Le difficoltà di un mercato piccolo come quello di Oklahoma City ha portato al sacrificio di più di una pedina lungo la strada, sempre però con una ratio ben precisa.
Con il peccato originale di credere di poter vincere qualsiasi partita con la coppia Durant-Westbrook, cosa per altro vera se i due sono in salute, Presti, G.M. dei Thunder, ha attorniato le due stelle di giocatori dalle spiccate doti difensive con caratteristiche antropometriche ben definite: braccia lunghe e rapidità sopra la media per poter portare in campo una difesa capace di sostenere anche le fasi meno intense di Durant e Westbrook così da lasciarli più freschi per l’attacco.
Gli infortuni hanno però colpito ripetutamente la squadra che non ha mai avuto la possibilità di schierare la formazione migliore nei play-off dall’anno delle Finals.
La forza offensiva di Durant e Westbrook è tale che rendono i compagni ininfluenti e la loro capacità di segnare potenzialmente ogni tiro ha contribuito alla creazione di un playbook scarno e poco variegato.
A fronte dell’ennesima stagione che molto probabilmente non si chiuderà con l’anello, Sam Presti ha dovuto cambiare rotta anche perché Durant nel 2016 sarà free agent, e l’acquisizione di giocatori come Waiters. Augustin e Kanter con il sacrificio di una scelta al draft ne è la prova. Mai prima d’ora in casa Thunder si era guardato tanto al presente e poco al futuro.
Ormai è evidente che il sistema finora utilizzato non può ritenersi affidabile, anche al netto degli infortuni. Dalla partenza di Harden la ricerca di un terzo punto di riferimento offensivo è naufragata tanto da dover ripensare all’intero assetto della squadra.
L’arrivo di Kanter è la prova del tentativo di trovare soluzioni nuove in zone offensive mai esplorate in precedenza con i vari Perkins, Adams, Cole, Collison e Ibaka.
Altro punto da approfondire sarebbe verificare quanto è scelta di Brooks quella di avere un gioco offensivo monotematico e quanto sia la personalità di Westbrook e Durant nell’imporsi in campo. La prova la potremmo avere solo con un altro allenatore in panchina.
Quello che accomuna Thunder e Rockets è la propensione a giocare una pallacanestro up-tempo in cui far schierare il meno possibile la difesa avversaria con la ricerca della conclusione alla prima occasione favorevole. Per poter far questo però la fase difensiva dev’essere di primissimo livello.

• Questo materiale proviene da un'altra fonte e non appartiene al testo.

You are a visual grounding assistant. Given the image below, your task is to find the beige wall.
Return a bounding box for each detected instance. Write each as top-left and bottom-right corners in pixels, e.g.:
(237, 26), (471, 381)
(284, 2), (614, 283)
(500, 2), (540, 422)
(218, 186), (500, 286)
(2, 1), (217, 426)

Anche se poco reclamizzata la difesa dei Rockets è tra le prime dieci della Lega e quella dei Thunder è da anni ai primissimi posti. Con una buona difesa è molto più facile trovare punti in contropiede o in transizione spesso anche forzando le giocate pur di alzare il numero di possessi.
Anche Houston ama correre e quando non ci riesce adotta un gioco a metà campo in grado di allargare il campo all’estremo, con quattro tiratori perimetrali e una serie di pick and roll, penetra e scarica con le pochissime eccezioni del post basso di Howard.
Nel basket odierno i tiri più pregiati sono o quelli ad alta percentuale, quindi quelli vicini al ferro, o quelli che premiano con più punti, quelli oltre l’arco. Houston incarna l’estremo di questa teoria e nella stagione attuale sta polverizzando molti record.
Sia i Rockets che i Thunder, al completo, sono due squadre ideali per la stagione regolare capaci di vincere partita dopo partita ma devono affrontare nei play-off un cambio radicale per cui fino ad oggi non è bastato affidarsi al talento dei singoli.
La pallacanestro della post season ha ritmi meno alti anche se un’intensità esponenzialmente superiore ma quello che molte volte fa la differenza è la capacità di controbattere alle varianti che gli avversari adottano.
Da questo punto di vista sia McHale che Brooks difficilmente hanno saputo trovare soluzioni e poco hanno cambiato nel modo di giocare delle rispettive squadre nei momenti di difficoltà. Quando gli isolamenti di Harden o le sfuriate di Westbrook perdono di efficacia è compito loro trovare le soluzioni per cambiare l’inerzia di una serie.
McHale e Brooks, due allenatori sicuramente efficienti ma non efficaci, almeno fino a quando non riusciranno a tagliare la retina come head coach della squadra campione NBA.